The Apple II was Apple’s first mainstream computer. It was relatively-capable compared to contemporary computers, but it wasn’t very cheap.
kagis
https://www.apple2history.org/2010/10/25/the-competition-part-2/
Regarding the early systems that I profiled: First of all, each of these other systems were distinct from the original Apple II primarily because they were targeted at a lower price point than the Apple II. The Apple II with 4K sold for nearly $1300; that is about twice the cost of the two competitors that were released the same year (the TRS-80 and the PET). The same applies to the systems released over the next five years as I outlined above; they sold for a low of $299 (VIC-20) and a high of $999 (Atari 800). This was a disadvantage to those who wanted an Apple, but may have legitimized it as a more serious computer.
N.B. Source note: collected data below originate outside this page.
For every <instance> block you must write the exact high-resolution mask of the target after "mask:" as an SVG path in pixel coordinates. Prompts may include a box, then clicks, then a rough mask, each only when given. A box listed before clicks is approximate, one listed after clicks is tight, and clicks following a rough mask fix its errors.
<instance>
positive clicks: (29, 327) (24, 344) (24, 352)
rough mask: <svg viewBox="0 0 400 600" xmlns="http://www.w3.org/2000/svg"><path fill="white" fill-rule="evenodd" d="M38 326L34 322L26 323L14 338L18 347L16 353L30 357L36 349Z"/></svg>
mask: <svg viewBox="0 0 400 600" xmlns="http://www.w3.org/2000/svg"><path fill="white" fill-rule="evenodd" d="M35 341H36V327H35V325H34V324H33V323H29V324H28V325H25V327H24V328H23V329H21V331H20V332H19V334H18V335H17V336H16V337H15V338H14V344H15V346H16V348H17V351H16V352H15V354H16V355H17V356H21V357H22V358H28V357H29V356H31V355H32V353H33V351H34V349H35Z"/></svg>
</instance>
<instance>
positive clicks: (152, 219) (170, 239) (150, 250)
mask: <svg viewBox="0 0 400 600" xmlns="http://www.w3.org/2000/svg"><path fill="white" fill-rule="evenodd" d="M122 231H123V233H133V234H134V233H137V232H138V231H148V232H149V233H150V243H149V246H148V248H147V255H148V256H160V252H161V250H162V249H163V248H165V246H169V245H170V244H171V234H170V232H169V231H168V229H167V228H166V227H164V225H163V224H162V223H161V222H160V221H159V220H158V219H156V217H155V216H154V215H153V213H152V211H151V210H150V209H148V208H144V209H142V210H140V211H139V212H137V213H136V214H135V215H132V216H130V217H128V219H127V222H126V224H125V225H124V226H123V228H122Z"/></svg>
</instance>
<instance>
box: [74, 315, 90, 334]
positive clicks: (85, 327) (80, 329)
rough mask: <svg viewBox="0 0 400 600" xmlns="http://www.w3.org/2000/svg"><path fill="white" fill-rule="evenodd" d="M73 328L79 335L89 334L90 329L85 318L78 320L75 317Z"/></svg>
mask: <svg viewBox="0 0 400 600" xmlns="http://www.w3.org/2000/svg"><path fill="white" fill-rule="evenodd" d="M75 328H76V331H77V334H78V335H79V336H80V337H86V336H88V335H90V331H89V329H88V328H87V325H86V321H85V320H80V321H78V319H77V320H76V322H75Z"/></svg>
$1,300 would be $6,747.56 in 2024 dollars.
The Lisa was considerably more expensive:
https://en.wikipedia.org/wiki/Apple_Lisa
Introductory price: US$9,995 (equivalent to $30,600 in 2023)
https://en.wikipedia.org/wiki/Macintosh_128K
The Mac 128k (the first Mac model) wasn’t too cheap either:
Introductory price: US$2,495 (equivalent to $7,300 in 2023)
Apple was in serious financial trouble, and pivoted to manufacturing premium products instead. Apparently this shift in strategy worked, since the company is still here. It was a very different company back then, so looking at the old stuff really doesn’t tell you much about the current state.
Never aged well, Commodore Amiga cost less and did more from the very start.
Amiga crew checking in. Now that was an amazing machine.
8 Bit Guy, is that you?
I don’t think he’s much of an Amiga guy, he’s a C64 guy. The words in an Amiga CPU have a few too many bits for the 8 Bit Guy :P
Costs more. Does less.
It’s that simple. Marketing
Anecdotal, but “does more” is absolutely incorrect these days. Had an Apple believer giving a presentation - HDMI connection to standard projector from iPad just didn’t work. So pull it to a USB thumb drive to put on a proven working laptop (Ubuntu, projector worked directly) and the supposedly FAT formatted drive could not be mounted with some “Spotlight” error.
Wholly unimpressed with the “never just works” of apple nowadays.